Raphael blew out a stream of fire to get her attention.

  "Yes, your darkness. Are we disturbing your nap again?"

  "Shoot your kitty familiar the other direction. The grass is dry over here and lightning is flammable."

  "You’re too lazy to move. There’s hardly any grass in the desert. Don’t worry, I’ll keep the fox demon far from your scaly hide."

  “Raphael wants me to summon Rai the other direction,” Elizabeth informed George and Daemon, walking around the circle.

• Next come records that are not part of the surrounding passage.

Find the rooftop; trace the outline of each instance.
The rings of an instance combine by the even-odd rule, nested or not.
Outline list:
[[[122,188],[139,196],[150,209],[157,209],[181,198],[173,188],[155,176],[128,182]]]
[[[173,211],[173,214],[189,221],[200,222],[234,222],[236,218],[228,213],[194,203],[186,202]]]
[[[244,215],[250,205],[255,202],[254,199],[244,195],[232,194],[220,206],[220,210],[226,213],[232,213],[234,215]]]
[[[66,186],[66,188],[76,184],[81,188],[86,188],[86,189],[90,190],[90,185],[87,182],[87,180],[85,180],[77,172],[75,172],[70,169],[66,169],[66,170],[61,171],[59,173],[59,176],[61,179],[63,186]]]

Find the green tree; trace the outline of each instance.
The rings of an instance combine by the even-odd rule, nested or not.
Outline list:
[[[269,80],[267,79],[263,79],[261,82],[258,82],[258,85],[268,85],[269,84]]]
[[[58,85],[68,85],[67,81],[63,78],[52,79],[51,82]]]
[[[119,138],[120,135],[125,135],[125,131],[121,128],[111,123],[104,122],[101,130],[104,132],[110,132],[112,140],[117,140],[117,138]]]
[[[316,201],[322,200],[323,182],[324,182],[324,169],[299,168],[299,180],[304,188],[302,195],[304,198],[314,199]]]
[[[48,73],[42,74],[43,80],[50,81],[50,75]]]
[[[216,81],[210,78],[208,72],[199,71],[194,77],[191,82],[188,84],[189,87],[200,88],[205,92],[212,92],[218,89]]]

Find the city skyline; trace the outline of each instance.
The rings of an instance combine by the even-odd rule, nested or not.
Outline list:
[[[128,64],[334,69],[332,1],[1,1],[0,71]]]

  “Try again, slowly,” Daemon said.

  “Gather your magic into your hand, like you’re going to throw it, then let the magic trickle into your weapon,” George instructed her.

  Slowly, trickle. Don’t blow anything up, in other words.

  She swung the dagger in a small circle out in front of her, concentrating on the feel of the cool metal handle in her grip and the way the sharp blade cut through the air.

  Closing her eyes, she severed her mind off from the others, doing her best to shut down whatever connection Raphael had to her as well.

  Lightning sparked in her blood, feeding on the rich magic from Dragos and the Wastes, a vivid reminder of how stunted her power had been, surviving between the human realm and the edge.

  The magic she fed into the dagger felt like it could stream forever at the trickling pace George had demanded, without ever running dry.

  “Very good,” Daemon praised her. She opened her eyes to see the dagger glowing white hot. “Call your familiar’s name and strike out with your dagger when you’re ready,” he said.

  “Rai!” she called out like she was executing a kata, shouting and slashing out with the dagger.

  It cut through the wind almost soundlessly, until lightning flew from the end.

  The bolt hit the ground with a thunderous explosion, about a quarter mile away, throwing up rock and dust like a bomb had gone off.

  “A trickle,” George reminded her.

  “That was barely a spark of lightning. I think the dagger amplified it or something,” she muttered back to him.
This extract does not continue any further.